OpenAI's Realtime API removes that overhead. It uses WebSockets to stream audio packets directly between your application and the model. As you speak, tiny audio chunks travel over the socket in real time. The moment you stop, the model already has the full payload and can begin responding. There is no transcription step, no separate TTS call. The model handles everything natively over a single persistent connection.

The result is voice interaction that feels conversational rather than transactional. And because the connection is stateful, the model remembers what was said earlier in the conversation without you manually managing chat history.

How It Works#

The key difference from the standard Chat Completions API is the transport layer. Instead of HTTP request/response pairs, the Realtime API maintains a WebSocket connection. Both sides can send messages at any time.

For the design side of the same problem, read OpenAI Codex: Cloud AI Coding With GPT-5.3 with OpenAI vs Anthropic in 2026 - Models, Tools, and Developer Experience; they show how agent-generated interfaces fail and how to give coding agents better visual constraints.

On the client side, your microphone captures audio and streams small packets to the server. On the server side, a relay process forwards those packets through the WebSocket to OpenAI. The model processes the audio, generates a response, and streams audio packets back. Your application plays them as they arrive.

This architecture means:

No manual transcription - the model receives raw audio directly
No separate TTS - the model generates audio output natively
Stateful conversations - the model tracks conversation history server-side
Function calling - the model can invoke tools mid-conversation, just like Chat Completions

Setting Up the Console App#

OpenAI provides a reference console application that demonstrates the full Realtime API feature set. Clone it to get started:

Terminal

git clone https://github.com/openai/openai-realtime-console.git
cd openai-realtime-console
pnpm install

Create a .env file with your API key:

Terminal

OPENAI_API_KEY=sk-your-api-key-here
REACT_APP_LOCAL_RELAY_SERVER_URL=http://localhost:8081

You need two processes running. The frontend serves the React app, and the relay server handles the WebSocket connection to OpenAI:

Terminal

# Terminal 1 - Frontend
npm start

# Terminal 2 - Relay server
pnpm run relay

Once both are running, open the app in your browser and click "Connect." You should see client and server packet counters incrementing as you speak. Those numbers represent the audio chunks traveling back and forth over the WebSocket.

Why a Relay Server?#

The relay server sits between your frontend and OpenAI's WebSocket endpoint. You need it because:

API key security - your OpenAI key stays on the server, never exposed to the browser
WebSocket proxying - the relay forwards audio packets between the browser WebSocket and the OpenAI WebSocket
Production path - in a deployed app, this is where you would add authentication, rate limiting, and usage tracking

For local development, the relay runs on port 8081. In production, you would deploy this as a Node.js service behind your API.
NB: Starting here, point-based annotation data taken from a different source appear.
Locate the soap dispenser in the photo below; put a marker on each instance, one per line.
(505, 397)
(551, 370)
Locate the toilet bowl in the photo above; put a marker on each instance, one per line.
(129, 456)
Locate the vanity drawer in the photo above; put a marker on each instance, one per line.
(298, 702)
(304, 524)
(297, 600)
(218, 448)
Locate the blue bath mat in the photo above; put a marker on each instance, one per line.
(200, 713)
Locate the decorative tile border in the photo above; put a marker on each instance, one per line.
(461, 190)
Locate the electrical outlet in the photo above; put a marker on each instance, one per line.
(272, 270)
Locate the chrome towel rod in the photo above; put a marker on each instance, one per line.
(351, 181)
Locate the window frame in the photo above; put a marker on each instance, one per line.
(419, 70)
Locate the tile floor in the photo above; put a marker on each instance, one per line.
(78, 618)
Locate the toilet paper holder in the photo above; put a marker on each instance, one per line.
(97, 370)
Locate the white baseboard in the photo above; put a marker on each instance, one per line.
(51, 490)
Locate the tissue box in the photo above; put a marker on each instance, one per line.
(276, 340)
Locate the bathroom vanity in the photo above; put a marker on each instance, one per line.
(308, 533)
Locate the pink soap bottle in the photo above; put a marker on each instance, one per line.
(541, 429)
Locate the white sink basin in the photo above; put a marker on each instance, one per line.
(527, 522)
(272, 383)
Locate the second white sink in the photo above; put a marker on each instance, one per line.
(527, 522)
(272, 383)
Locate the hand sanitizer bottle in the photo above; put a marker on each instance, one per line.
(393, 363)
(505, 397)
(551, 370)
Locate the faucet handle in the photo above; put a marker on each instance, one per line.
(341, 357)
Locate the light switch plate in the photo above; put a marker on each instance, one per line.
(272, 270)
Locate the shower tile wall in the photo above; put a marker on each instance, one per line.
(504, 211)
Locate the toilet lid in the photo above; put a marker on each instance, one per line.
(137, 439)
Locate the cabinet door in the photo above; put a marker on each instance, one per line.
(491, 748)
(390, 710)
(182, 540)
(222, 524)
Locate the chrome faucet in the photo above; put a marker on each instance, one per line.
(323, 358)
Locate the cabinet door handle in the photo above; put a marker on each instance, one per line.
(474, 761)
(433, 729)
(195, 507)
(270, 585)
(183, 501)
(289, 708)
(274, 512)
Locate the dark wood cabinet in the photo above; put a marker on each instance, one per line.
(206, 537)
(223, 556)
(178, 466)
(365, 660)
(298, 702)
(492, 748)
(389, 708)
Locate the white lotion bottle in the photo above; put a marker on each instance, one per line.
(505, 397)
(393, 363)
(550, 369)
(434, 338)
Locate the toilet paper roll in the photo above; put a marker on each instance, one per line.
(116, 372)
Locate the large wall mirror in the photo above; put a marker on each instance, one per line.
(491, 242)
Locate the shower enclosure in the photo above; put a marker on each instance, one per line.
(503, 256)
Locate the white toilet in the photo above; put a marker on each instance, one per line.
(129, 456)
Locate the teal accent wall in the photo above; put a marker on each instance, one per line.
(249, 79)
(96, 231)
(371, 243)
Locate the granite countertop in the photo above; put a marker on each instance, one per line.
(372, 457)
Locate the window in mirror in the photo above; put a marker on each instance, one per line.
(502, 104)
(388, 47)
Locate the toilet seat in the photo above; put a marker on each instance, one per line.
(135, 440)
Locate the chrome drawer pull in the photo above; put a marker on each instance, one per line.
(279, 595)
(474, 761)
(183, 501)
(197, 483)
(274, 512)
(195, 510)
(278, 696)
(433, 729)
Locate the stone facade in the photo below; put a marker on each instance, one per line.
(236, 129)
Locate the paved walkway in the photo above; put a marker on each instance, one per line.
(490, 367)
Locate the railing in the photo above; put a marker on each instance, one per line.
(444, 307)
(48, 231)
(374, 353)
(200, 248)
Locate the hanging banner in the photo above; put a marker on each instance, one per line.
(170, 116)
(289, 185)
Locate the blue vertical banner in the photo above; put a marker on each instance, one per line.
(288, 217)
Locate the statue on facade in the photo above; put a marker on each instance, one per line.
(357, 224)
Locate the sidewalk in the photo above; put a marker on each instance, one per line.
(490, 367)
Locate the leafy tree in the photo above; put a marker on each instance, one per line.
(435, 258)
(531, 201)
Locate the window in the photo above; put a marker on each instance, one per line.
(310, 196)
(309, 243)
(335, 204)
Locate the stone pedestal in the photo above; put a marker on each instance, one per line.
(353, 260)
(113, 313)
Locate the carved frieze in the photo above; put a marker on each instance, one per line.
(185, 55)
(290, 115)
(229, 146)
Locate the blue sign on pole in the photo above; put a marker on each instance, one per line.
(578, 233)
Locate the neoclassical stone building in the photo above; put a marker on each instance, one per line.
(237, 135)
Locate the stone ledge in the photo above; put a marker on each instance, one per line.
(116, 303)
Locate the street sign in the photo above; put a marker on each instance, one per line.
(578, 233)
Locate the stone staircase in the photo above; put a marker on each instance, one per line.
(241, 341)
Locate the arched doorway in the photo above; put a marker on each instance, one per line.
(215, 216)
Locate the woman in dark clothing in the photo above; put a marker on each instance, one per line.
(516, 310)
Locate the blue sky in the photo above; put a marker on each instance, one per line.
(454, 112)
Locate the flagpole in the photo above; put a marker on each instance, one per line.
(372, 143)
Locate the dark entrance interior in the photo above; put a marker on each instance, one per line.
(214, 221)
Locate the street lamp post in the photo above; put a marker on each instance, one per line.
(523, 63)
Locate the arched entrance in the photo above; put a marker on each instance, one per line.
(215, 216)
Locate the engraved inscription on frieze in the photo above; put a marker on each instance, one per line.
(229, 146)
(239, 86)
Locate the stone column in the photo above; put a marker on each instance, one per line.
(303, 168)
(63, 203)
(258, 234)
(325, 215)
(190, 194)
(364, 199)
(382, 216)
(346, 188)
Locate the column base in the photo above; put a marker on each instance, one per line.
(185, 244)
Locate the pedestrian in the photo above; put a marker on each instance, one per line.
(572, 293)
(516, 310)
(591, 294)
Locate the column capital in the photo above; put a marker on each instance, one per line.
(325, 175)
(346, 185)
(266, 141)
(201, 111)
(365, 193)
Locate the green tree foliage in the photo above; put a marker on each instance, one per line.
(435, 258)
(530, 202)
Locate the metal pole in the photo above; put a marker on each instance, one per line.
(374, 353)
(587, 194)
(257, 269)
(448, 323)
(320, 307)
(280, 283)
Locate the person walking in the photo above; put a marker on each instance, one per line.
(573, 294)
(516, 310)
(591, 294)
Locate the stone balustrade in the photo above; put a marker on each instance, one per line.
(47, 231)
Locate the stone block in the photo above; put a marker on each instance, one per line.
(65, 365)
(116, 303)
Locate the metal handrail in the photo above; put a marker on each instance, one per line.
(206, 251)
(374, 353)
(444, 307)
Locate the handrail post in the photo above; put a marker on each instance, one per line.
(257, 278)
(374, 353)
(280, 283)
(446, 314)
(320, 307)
Function Calling Over Voice#

The most powerful feature of the Realtime API is function calling. You can define tools the same way you would with Chat Completions, and the model will invoke them mid-conversation based on what the user says.

The console app ships with two example tools: set_memory and get_weather.

TypeScript

// Adding tools to the WebSocket connection
const tools = [
  {
    type: "function",
    name: "set_memory",
    description: "Saves important information that the user wants to remember.",
    parameters: {
      type: "object",
      properties: {
        key: {
          type: "string",
          description: "The label for this memory",
        },
        value: {
          type: "string",
          description: "The content to remember",
        },
      },
      required: ["key", "value"],
    },
  },
  {
    type: "function",
    name: "get_weather",
    description: "Gets the current weather for a given location.",
    parameters: {
      type: "object",
      properties: {
        location: {
          type: "string",
          description: "City name or location",
        },
      },
      required: ["location"],
    },
  },
];

When you say "What's the weather in Toronto?", the model recognizes this matches the get_weather tool, extracts the location parameter, and invokes the function. Your code fetches the weather data and sends the result back through the WebSocket. The model then speaks the answer.

The set_memory tool demonstrates persistent state. Say "Remember that I need to buy eggs tomorrow" and the model calls set_memory with the key and value. The stored data renders in the UI and remains available for the rest of the conversation.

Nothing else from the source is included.